Some reach such a point that the mere obligation of obedience to perform their spiritual exercises makes them lose all desire and devotion. Their only yearning and satisfaction is to do what they feel inclined to do….

Since they take gratification and their own will as their support and their god, they become sad, weak, and discouraged when their director takes these from them and desires that they do God’s will. They think that gratifying and satisfying themselves is serving and satisfying God.

So even physical penances and expressions of prayer can be a sign not of mortification, but of self-indulgence and willfulness. It’s a twist on that catchy hymn, This Day God Gives Me, that includes the verse “God’s way is my way.” I remember leaving the seminary chapel one time after a liturgy full of political agenda, singing to myself, “my way is God’s way,” which is what the liturgy ultimately meant in the way it was celebrated.

Indeed, anything undertaken with a willful spirit, rather than one of obedience to God and to those who have been entrusted with care of our spiritual lives, can be detrimental.

John does a nice job of exploring the implications of this gluttony for our attitude at the sacred meal of the Eucharist:

In receiving Communion they spend all their time trying to get some feeling and satisfaction rather than humbly praising and reverencing God dwelling within them. And they go about this in such a way that, if they do not procure any sensible feeling and satisfaction, they think they have accomplished nothing. As a result they judge very poorly and fail to understand that the sensory benefits are the least among those that this most blessed Sacrament bestows, for the invisible grace it gives is a greater blessing. God often withdraws sensory delight and pleasure so that souls might set the eyes of faith on this invisible grace. Not only in receiving Communion, but in other spiritual exercises as well, beginners desire to feel God and taste him as if he were comprehensible and accessible. This desire is a serious imperfection and, because it involves impurity of faith, is opposed to God’s way.

It is a sort of spiritual narcissism that aims at receiving consolation for oneself instead of receiving the Other in the darkness of faith.
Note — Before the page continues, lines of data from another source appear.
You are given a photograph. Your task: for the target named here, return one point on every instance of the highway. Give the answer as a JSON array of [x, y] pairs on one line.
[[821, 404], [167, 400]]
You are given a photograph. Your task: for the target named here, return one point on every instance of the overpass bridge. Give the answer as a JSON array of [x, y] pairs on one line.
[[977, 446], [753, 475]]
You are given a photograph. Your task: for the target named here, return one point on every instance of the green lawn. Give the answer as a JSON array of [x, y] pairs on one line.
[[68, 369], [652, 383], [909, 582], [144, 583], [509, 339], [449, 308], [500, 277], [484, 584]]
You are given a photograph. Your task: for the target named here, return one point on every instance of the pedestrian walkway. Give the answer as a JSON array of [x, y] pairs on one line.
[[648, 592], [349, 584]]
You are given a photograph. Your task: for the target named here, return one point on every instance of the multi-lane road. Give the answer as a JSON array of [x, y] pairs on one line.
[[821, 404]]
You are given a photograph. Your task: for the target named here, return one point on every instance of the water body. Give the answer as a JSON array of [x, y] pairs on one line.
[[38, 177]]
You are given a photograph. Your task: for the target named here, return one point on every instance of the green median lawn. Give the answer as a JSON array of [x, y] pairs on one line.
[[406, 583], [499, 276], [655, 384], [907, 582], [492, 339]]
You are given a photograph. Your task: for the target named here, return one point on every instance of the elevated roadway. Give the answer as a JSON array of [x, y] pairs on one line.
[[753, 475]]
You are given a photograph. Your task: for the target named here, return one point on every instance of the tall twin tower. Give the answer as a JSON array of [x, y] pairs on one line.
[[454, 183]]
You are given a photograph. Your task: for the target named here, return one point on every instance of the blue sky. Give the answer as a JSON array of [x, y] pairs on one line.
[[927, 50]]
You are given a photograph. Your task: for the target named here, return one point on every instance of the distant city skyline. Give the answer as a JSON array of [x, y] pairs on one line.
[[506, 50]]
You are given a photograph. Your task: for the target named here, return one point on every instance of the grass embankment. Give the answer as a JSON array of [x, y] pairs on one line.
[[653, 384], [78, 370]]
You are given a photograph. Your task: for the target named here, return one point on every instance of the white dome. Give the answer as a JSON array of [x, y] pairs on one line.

When we have this attitude, we tend to take detours from the narrow way that leads to life:

Those who are inclined toward these delights have also another serious imperfection, which is that they are weak and remiss in treading the rough way of the cross. A soul given up to pleasure naturally feels aversion toward the bitterness of self-denial.

I think that this is one of the reasons that The Passion of the Christ is rankling the consciences of so many; it’s a message we don’t care to receive. (As an aside, I am working on an article now about The Passion and the many hostile responses that have been expressed. My working title is: Art, The Passion and the Culture of Death: A Crisis of Receptivity.)